L’offensive se déploie alors sur le terrain du marketing. Le côté durable – qui ferait partie de l’ADN du luxe – devient un argument de vente. «Réduire son empreinte environnementale, optimiser sa chaîne d’approvisionnement, recycler des produits en fin de vie, réduire les principaux postes d’émission de gaz à effet de serre… constituent un axe de développement des marques qui redonnent un sens au luxe. Une utilité au rêve», résumait récemment Frank Belaich, directeur de l’Institut supérieur de gestion, Luxury Geneva, sur son blog.

En somme, l’industrie du luxe, portée par des groupes cotés en Bourse, se pare de vert. «Mais la recherche du profit reste dominante», tempère Aude Fellay. Déconsommer pour consommer plus, le paradoxe est évident. Dans ce contexte, le respect de critères écologiques et durables certifiés constitue le nerf de la guerre. Car, de la part des consommateurs, ou d’une partie du moins, il existe une réelle demande de transparence. À défaut de labels indépendants et objectifs, malgré l’existence de plateformes citoyennes qui classent les marques en fonction de leurs pratiques environnementales, telles que Fashion Revolution, «les marques, poursuit Aude Fellay, s’autorégulent et proposent elles-mêmes des objectifs et des critères, non contraignants cependant, en termes de durabilité. Ce qui rend difficile le changement véritable, c’est que l’industrie du luxe est dominée par des conglomérats au pouvoir immense, difficiles à réguler.» Toujours soupçonnés d’ailleurs d’être les champions du greenwashing.

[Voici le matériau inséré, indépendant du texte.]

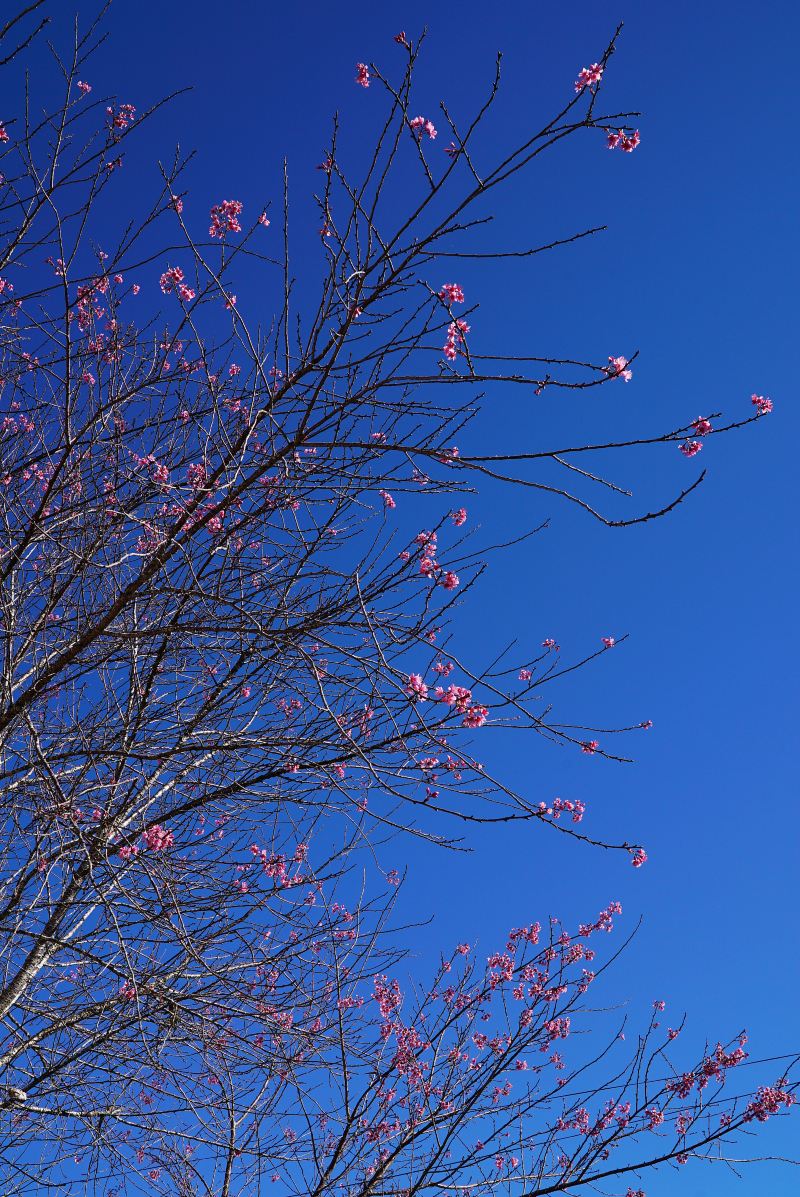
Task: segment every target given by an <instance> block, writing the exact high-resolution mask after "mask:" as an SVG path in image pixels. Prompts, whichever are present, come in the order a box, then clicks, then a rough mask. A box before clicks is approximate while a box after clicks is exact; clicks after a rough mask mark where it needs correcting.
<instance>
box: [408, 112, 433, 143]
mask: <svg viewBox="0 0 800 1197" xmlns="http://www.w3.org/2000/svg"><path fill="white" fill-rule="evenodd" d="M408 126H410V128H411V130H412V133H414V134H416V135H417V136H418V138H422V135H423V133H424V134H425V135H426V136H429V138H430V139H431V141H432V140H434V139H435V138H436V135H437V133H436V129H435V128H434V122H432V121H429V120H428V119H426V117H424V116H414V117H412V120H411V121H408Z"/></svg>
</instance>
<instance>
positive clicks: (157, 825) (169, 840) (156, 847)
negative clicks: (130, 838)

Vers un luxe plus dématérialisé

Pourtant, d’autres pistes s’ouvrent pour consommer – si ce n’est pas déconsommer – autrement, voire mieux, en démocratisant le luxe, et donc en attirant de nouveaux clients. Des modes de consommation dématérialisée voient le jour (via des locations, des souscriptions ou des abonnements) où il s’agit de jouir d’un objet plutôt que de le posséder. On peut ainsi louer pendant un certain temps un tableau de maître autrement inaccessible; ou s’abonner à une marque de montres réputée pour essayer à tour de rôle différents modèles du catalogue. Par ailleurs, le «seconde main» s’impose; même si ce marché en forte expansion, investi également par les grandes marques, suscite la critique. En effet, seulement 1% des vêtements en circulation serait recyclé. Le reste est détruit loin des paillettes des défilés. Si bien que des tonnes d’habits invendus, le plus souvent issus de la fast fashion, atterrissent, notamment, dans le désert Atacama au Chili formant un immense dépotoir à ciel ouvert.

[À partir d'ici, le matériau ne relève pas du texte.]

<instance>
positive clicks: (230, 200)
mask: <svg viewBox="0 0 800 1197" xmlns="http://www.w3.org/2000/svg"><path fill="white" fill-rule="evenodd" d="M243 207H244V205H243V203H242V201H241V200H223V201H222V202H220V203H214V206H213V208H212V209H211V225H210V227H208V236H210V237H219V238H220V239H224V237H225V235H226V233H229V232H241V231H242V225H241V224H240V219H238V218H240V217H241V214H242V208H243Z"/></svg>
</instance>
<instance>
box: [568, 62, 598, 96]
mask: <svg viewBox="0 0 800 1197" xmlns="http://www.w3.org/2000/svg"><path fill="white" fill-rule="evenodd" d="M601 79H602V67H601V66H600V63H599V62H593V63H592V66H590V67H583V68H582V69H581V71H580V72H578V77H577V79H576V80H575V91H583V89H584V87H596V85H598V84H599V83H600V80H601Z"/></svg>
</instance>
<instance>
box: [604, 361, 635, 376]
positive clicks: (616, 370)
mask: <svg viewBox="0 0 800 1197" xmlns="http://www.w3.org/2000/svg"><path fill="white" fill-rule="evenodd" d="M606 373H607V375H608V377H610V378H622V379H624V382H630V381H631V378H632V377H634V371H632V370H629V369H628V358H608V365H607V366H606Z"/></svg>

De nouvelles entreprises apparaissent avec pour objectif premier de produire du luxe durable et responsable. C’est le cas, notamment, d’Infantium Victoria, marque de vêtements véganes et organiques pour enfants, créée par Dinie van den Heuvel en 2015. «Le côté luxe de notre marque réside, non pas dans le prix, mais dans la manière – responsable, durable, équitable, intégrant la valeur du travail – dont les vêtements sont fabriqués.» Par ailleurs, sur le versant de la formation, on interroge de plus en plus souvent les pratiques liées au monde du luxe. Comment recycler, comment expérimenter des matières et des approches durables? Comment valoriser le luxe artisanal, responsable au milieu d’une surconsommation de biens jetables, périssables et de piètre qualité? «À la HEAD, note Dinie van den Heuvel, tout en stimulant leur créativité, nous encourageons les étudiant·es à réaliser leurs collections eux-mêmes de façon à ce qu’ils prennent conscience de la valeur du travail et des différents corps de métier que nécessite la création de vêtements. Cela leur permettra également de définir un prix juste pour leurs créations.»